Pour l’application de l’article L. 521-1 du code de justice administrative, cité au point 1, l’urgence justifie que soit prononcée la suspension de l’exécution d’un acte administratif lorsque celle-ci porte atteinte, de manière suffisamment grave et immédiate, à un intérêt public, à la situation du requérant ou aux intérêts qu’il entend défendre. Il appartient au juge des référés, saisi d’une demande tendant à la suspension de l’exécution d’une décision relative au séjour en France d’un étranger, d’apprécier et de motiver l’urgence compte tenu de l’incidence immédiate de cette décision sur la situation concrète de l’intéressé. Cette condition d’urgence sera en principe remplie dans le cas d’un refus de renouvellement ou d’un retrait du titre de séjour de ce dernier. Dans les autres cas, il appartient au requérant de justifier de circonstances particulières caractérisant la nécessité pour lui de bénéficier à très bref délai d’une mesure provisoire dans l’attente d’une décision juridictionnelle statuant sur la légalité de la décision en litige.
Pour satisfaire à l’obligation qui lui incombe, en vertu des dispositions du premier alinéa de l’article R. 522-1 du code de justice administrative, de justifier de l’urgence qu’il y aurait à ordonner la suspension de l’exécution de la décision en litige, M. A…, qui ne se trouve pas, en l’espèce, dans le cas où il pourrait bénéficier de la présomption mentionnée au point précédent, fait d’abord valoir que, bien qu’il souhaite le conserver dans ses effectifs et qu’il l’accompagne dans ses démarches, son employeur entend suspendre son contrat de travail si aucune suite n’est donnée à sa demande de titre de séjour. Toutefois, il n’apporte aucun élément à l’appui de cette allégation. Si le requérant soutient en outre que, faute d’être muni d’un document de séjour, même provisoire, il se trouve maintenu dans une situation précaire qui le prive notamment du droit de travailler et l’expose au risque d’être interpellé et de faire l’objet d’une obligation de quitter le territoire français, il n’invoque ainsi aucune circonstance particulière de nature à caractériser la nécessité pour lui de bénéficier à très bref délai d’une mesure provisoire en attendant le jugement de sa requête en annulation.

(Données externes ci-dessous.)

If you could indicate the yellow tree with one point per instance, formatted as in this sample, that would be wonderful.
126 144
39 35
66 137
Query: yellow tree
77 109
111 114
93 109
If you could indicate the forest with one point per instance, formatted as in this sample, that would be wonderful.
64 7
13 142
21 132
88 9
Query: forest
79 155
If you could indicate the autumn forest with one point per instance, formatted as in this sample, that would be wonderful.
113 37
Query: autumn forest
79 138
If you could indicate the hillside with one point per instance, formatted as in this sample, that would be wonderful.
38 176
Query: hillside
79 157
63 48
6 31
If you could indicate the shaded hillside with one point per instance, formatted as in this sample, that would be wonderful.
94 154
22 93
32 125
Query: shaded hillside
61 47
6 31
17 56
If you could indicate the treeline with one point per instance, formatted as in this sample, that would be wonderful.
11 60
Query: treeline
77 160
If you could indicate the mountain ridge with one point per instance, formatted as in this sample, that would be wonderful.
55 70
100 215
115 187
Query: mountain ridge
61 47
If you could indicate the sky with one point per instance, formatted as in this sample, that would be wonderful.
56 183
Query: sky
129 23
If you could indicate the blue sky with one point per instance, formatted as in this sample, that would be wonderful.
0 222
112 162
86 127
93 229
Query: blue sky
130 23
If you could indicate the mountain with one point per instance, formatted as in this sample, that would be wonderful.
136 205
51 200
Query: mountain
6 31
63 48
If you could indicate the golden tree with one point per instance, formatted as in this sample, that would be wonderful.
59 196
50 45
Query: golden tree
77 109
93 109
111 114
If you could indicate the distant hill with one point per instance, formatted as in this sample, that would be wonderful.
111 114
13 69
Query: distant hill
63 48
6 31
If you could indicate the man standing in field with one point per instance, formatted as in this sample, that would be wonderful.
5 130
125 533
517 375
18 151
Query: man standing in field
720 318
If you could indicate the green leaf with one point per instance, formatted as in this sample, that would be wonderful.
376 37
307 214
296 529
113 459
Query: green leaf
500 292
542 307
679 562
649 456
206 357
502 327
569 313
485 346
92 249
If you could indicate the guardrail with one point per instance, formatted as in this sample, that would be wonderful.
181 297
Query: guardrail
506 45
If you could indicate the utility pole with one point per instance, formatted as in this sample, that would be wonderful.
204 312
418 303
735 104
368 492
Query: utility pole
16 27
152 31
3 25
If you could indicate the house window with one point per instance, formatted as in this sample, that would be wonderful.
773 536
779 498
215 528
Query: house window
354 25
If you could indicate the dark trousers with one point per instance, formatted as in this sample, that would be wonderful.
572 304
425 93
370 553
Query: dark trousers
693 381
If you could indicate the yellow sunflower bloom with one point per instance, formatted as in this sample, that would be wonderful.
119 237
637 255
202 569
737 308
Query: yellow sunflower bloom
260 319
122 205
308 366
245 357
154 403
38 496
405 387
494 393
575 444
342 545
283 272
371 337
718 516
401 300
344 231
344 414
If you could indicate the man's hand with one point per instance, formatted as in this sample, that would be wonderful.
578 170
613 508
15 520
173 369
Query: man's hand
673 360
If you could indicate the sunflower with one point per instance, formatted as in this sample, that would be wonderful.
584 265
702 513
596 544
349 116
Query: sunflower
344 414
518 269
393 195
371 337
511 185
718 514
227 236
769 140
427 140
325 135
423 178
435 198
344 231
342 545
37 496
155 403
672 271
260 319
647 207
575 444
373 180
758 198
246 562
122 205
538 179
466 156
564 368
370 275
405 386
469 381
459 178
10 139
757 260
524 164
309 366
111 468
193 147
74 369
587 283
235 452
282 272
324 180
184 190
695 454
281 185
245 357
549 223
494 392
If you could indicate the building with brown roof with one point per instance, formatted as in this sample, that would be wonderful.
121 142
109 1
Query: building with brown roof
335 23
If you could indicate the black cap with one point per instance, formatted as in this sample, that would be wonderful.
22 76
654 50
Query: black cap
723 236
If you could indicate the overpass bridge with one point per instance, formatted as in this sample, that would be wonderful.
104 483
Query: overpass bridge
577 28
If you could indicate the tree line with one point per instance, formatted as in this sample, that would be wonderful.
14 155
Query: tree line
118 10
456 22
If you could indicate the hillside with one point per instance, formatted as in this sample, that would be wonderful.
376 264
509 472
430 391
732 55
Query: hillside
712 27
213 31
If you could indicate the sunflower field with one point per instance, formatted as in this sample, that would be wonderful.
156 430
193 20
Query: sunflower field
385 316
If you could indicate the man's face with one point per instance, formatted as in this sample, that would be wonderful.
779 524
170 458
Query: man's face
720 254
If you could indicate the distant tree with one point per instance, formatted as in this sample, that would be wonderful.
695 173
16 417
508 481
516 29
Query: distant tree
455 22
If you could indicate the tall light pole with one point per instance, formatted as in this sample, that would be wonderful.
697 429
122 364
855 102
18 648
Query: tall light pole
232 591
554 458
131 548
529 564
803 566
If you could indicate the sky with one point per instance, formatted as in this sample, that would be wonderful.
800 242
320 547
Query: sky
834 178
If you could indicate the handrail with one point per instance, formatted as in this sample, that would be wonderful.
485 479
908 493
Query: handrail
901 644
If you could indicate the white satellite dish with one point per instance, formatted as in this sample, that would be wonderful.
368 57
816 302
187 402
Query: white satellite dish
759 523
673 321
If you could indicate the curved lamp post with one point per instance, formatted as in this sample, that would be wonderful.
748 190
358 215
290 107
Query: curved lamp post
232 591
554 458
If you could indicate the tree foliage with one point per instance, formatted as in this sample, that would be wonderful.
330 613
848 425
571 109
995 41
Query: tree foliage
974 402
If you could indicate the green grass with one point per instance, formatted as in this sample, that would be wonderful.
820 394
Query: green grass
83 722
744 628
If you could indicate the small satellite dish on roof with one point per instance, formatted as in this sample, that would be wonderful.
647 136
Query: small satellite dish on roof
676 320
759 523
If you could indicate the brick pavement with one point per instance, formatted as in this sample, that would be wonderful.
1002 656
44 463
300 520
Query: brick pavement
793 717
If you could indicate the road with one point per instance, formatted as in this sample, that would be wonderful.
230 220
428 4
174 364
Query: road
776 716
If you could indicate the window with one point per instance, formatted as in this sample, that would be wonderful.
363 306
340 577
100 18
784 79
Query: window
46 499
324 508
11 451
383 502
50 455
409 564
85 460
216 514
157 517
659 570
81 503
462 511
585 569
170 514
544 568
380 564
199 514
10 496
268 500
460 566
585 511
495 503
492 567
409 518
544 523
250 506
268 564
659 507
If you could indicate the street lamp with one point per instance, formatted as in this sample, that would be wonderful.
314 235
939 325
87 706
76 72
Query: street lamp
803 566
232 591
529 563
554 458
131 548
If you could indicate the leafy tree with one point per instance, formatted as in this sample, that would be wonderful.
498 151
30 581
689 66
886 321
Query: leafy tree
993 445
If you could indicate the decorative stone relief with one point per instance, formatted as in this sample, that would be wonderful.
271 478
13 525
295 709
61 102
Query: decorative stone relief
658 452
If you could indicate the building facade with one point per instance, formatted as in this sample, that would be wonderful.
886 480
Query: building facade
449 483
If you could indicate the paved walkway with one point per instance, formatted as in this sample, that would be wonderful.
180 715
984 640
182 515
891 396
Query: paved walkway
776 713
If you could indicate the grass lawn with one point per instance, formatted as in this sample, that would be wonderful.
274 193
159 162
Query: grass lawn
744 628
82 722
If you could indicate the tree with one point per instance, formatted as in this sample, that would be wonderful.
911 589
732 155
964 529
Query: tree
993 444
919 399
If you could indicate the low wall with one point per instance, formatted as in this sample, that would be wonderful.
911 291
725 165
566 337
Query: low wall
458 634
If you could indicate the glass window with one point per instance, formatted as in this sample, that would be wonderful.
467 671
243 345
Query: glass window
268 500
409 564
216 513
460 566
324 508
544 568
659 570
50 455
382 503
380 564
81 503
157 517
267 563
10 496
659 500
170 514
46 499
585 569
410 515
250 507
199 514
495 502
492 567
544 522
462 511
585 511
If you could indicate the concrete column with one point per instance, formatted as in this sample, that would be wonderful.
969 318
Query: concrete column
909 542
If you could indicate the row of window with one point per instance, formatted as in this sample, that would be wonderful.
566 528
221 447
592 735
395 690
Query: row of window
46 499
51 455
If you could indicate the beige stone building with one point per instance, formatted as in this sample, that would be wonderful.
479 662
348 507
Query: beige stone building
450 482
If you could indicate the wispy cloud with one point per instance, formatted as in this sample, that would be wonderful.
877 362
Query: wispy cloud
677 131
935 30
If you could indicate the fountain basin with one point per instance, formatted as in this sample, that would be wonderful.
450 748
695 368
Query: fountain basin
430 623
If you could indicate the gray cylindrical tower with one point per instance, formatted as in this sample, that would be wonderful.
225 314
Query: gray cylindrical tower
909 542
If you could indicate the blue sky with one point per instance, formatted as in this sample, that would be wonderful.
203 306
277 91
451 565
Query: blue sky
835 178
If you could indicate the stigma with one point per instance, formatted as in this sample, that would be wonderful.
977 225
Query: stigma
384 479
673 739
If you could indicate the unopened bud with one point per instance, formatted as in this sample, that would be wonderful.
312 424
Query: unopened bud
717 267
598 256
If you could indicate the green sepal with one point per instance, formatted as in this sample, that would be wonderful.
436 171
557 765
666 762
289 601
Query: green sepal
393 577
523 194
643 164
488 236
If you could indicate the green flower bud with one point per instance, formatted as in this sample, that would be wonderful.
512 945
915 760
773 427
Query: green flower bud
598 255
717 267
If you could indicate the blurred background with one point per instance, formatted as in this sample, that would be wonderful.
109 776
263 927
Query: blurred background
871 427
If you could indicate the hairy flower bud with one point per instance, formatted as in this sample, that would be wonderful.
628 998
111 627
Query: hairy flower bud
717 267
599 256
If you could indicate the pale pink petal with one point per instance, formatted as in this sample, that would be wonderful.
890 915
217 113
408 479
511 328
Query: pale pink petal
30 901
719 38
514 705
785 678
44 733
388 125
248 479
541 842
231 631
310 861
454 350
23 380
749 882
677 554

Par suite, la condition d’urgence posée à l’article L. 521-1 du code de justice administrative ne peut être regardée comme remplie en l’état de l’instruction.
Il résulte de ce qui précède qu’il y a lieu de rejeter la requête de M. A…, y compris ses conclusions accessoires à fin d’injonction sous astreinte et celles présentées au titre de l’article L. 761-1 du code de justice administrative, suivant la procédure prévue à l’article L. 522-3 du même code.
O R D O N N E :
Article 1er : La requête de M. A… est rejetée.
Article 2 : La présente ordonnance sera notifiée à M. B… A….
Fait à Melun, le 15 octobre 2025.
Le juge des référés,
Signé : P. Zanella
La République mande et ordonne au ministre de l’intérieur en ce qui le concerne ou à tous commissaires de justice à ce requis en ce qui concerne les voies de droit commun contre les parties privées, de pourvoir à l’exécution de la présente décision.